Kann ich Innovationen und digitale Lösungen überhaupt noch allein stemmen, oder sollte man besser gleich auf Partner setzen?

Die Frage ist zuallererst, was will ich erreichen und wo liegen meine Kernkompetenzen? Womit kann ich mich bei meinen aktuellen und zukünftigen Kunden differenzieren? Erst dann kann ich bewerten, sind digitalen Fähigkeiten meine Kernkompetenz oder bekomme ich diese besser über Partner oder als Dienste eines größeren IT-Unternehmens abgebildet. Die Zusammenarbeit mit Partnern sehen wir bei ABB als einen wichtigen Weg, denn bei der Komplexität digitaler Lösungen lässt sich nicht mehr alles nur intern machen. Unsere Kernkompetenzen wollen wir jedoch gerne weiterhin allein hegen, pflegen und weiterentwickeln.

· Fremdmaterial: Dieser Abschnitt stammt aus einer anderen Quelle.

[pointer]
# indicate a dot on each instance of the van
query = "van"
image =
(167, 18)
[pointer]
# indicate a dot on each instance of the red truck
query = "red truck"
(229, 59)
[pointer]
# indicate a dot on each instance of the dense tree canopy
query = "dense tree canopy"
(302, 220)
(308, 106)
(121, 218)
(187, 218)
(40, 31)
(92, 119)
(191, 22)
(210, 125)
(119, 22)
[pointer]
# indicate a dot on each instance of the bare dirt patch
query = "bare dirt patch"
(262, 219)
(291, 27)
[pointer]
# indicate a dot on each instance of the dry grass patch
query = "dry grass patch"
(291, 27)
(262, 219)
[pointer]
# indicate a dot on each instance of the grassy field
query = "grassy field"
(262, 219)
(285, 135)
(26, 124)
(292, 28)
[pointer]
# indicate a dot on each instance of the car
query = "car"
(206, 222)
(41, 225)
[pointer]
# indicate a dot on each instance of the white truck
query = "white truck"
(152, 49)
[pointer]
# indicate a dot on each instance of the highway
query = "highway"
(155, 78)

Jedes Unternehmen sollte herausarbeiten, welche USPs machen mich gegenüber meinen Marktbegleitern erfolgreich und wo benötige ich Unterstützung. Dann kann ich entscheiden, ob ich dafür Partner benötige oder besser in den Personal- und internen Kompetenzaufbau rund um das Thema Digitalisierung investiere.

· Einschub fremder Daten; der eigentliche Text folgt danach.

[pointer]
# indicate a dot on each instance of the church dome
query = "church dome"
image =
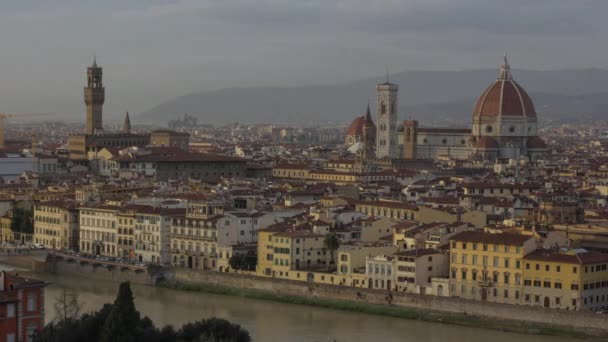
(486, 143)
(536, 143)
(356, 127)
(504, 97)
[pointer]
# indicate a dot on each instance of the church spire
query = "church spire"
(505, 70)
(368, 114)
(126, 126)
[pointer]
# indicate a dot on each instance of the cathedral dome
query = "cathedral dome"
(356, 127)
(486, 143)
(504, 97)
(536, 143)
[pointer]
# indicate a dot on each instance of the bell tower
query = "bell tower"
(94, 97)
(386, 137)
(410, 139)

Ist Antriebstechnik das einfachste und beste Mittel ist, um in die Digitalisierung einzusteigen, egal ob für einen Maschinenbauer oder einen Anlagenbetreiber?

Superlative würde ich hier weglassen, aber die Antriebstechnik ist sicherlich ein effektives Mittel, weil sich damit viele Hebel gleichzeitig bewegen lassen. Durch digitale Antriebstechnik weiß der Maschinenbauer und Anlagenbetreiber nicht nur was gerade passiert, wann zukünftige Probleme oder Ausfälle sich andeuten, sondern er kann auch die Auslegung und damit die Energieeffizienz einer Maschine beziehungsweise Anlage deutlich optimieren. Der Kundennutzen und der ROI sind durch die Digitalisierung der Antriebstechnik daher sehr schnell zu quantifizieren und realisieren.

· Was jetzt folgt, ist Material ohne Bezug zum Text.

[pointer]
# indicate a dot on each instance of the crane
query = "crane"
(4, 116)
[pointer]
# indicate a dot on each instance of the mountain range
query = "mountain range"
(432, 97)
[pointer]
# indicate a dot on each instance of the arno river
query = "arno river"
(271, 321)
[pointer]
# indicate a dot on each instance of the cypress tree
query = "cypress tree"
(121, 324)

Warum sollen Industrieunternehmen ABB als Partner für die Digitalisierung wählen?

Bei der Digitalisierung der Antriebstechnik betrachten wir uns als Innovationsführer. Wir haben ein tiefes Verständnis für die Applikationen im Maschinenbau, wie wir mit unserem digitalen, aber auch konventionellem Portfolio einen Mehrwert für den Kunden schaffen können. Aber wir sind nicht nur ein Antriebstechnikhersteller. Mit den Lösungen und Services von ABB können wir Kunden ganzheitlich bei der digitalen Transformation unterstützen. Wir helfen Industrieunternehmen auf ihrem Weg der Digitalisierung von der Ideenfindung bis zur Umsetzung und darüber hinaus mit Services und Support.